Craniosynostosis is an important clinical entity in the pediatric population and results in significant cosmetic and health effects. Radiologic evaluation, including diagnosis and characterization, is important because surgical correction techniques have improved, which results in decreased morbidity and improved outcomes. Advanced imaging techniques such as 3-dimensional CTs are essential for an accurate diagnosis, surgical planning, and posttreatment evaluation. The authors briefly reviewed the clinical features of craniosynostosis and presented a 3-dimensional CT‐based pictorial review of radiologic findings and associated anomalies in sporadic, syndromic, and secondary forms of craniosynostosis.
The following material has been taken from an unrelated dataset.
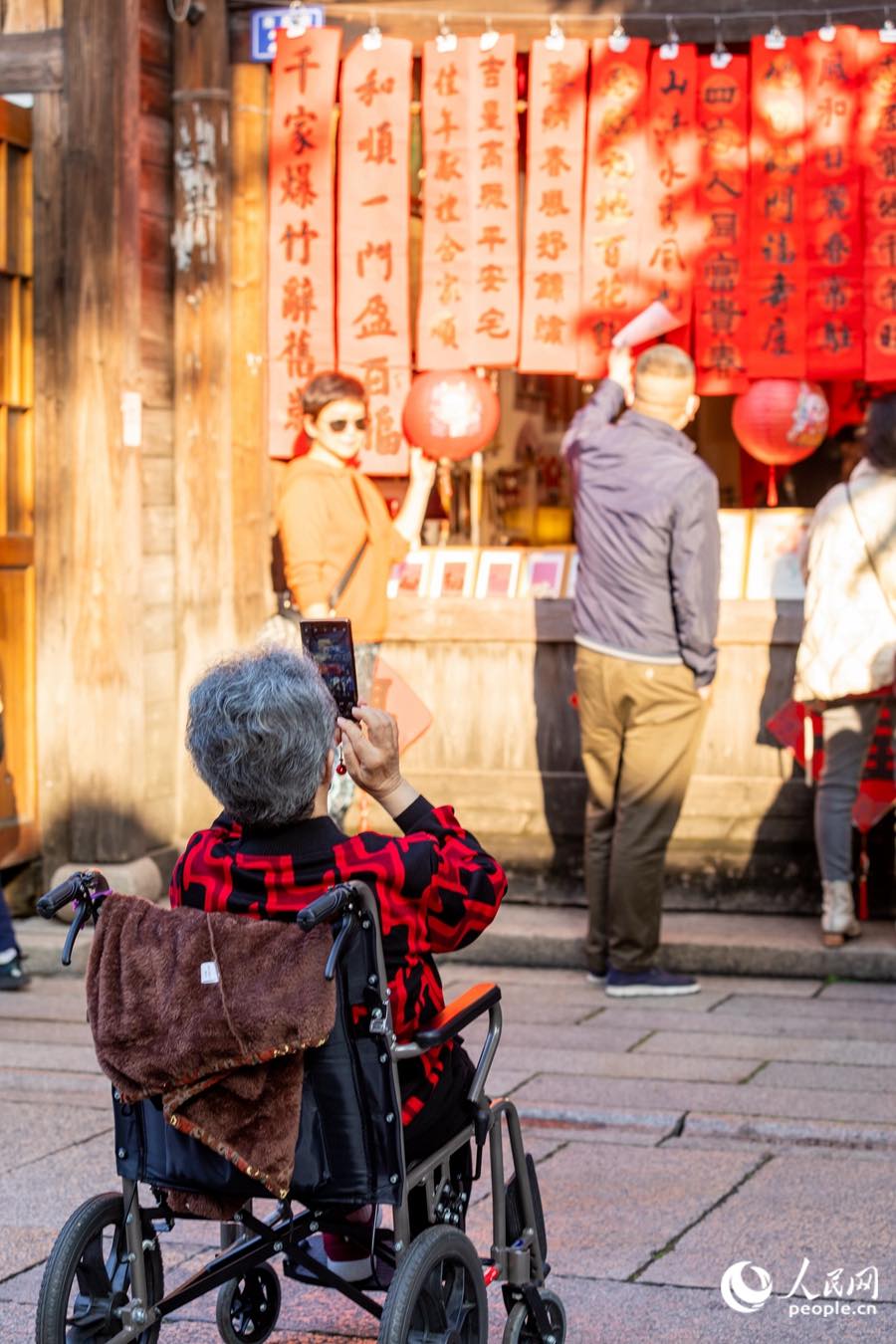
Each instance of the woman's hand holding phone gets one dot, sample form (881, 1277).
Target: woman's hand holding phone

The cranial sutures naturally fuse at varying age ranges, but none of the sutures should fuse before 19 months of age (with the exception of the metopic suture). The various deformities that result from craniosynostosis, such as scaphocephaly, trigonocephaly, brachycephaly, and cloverleaf cranium, depend on the number and type of sutures involved. Common findings associated with various forms of craniosynostosis include hypertelorism, hypotelorism, and harlequin eye. Craniosynostosis needs to be differentiated from positional plagiocephaly and other pitfalls. Multiple additional congenital deformities are seen in syndromic craniosynostosis. Treatment options usually include surgical management for primary craniosynostosis and conservative management for secondary craniosynostosis.

Learning Objective: Describe the clinical and radiologic features of craniosynostosis, including associated anomalies, treatment options, and pitfalls.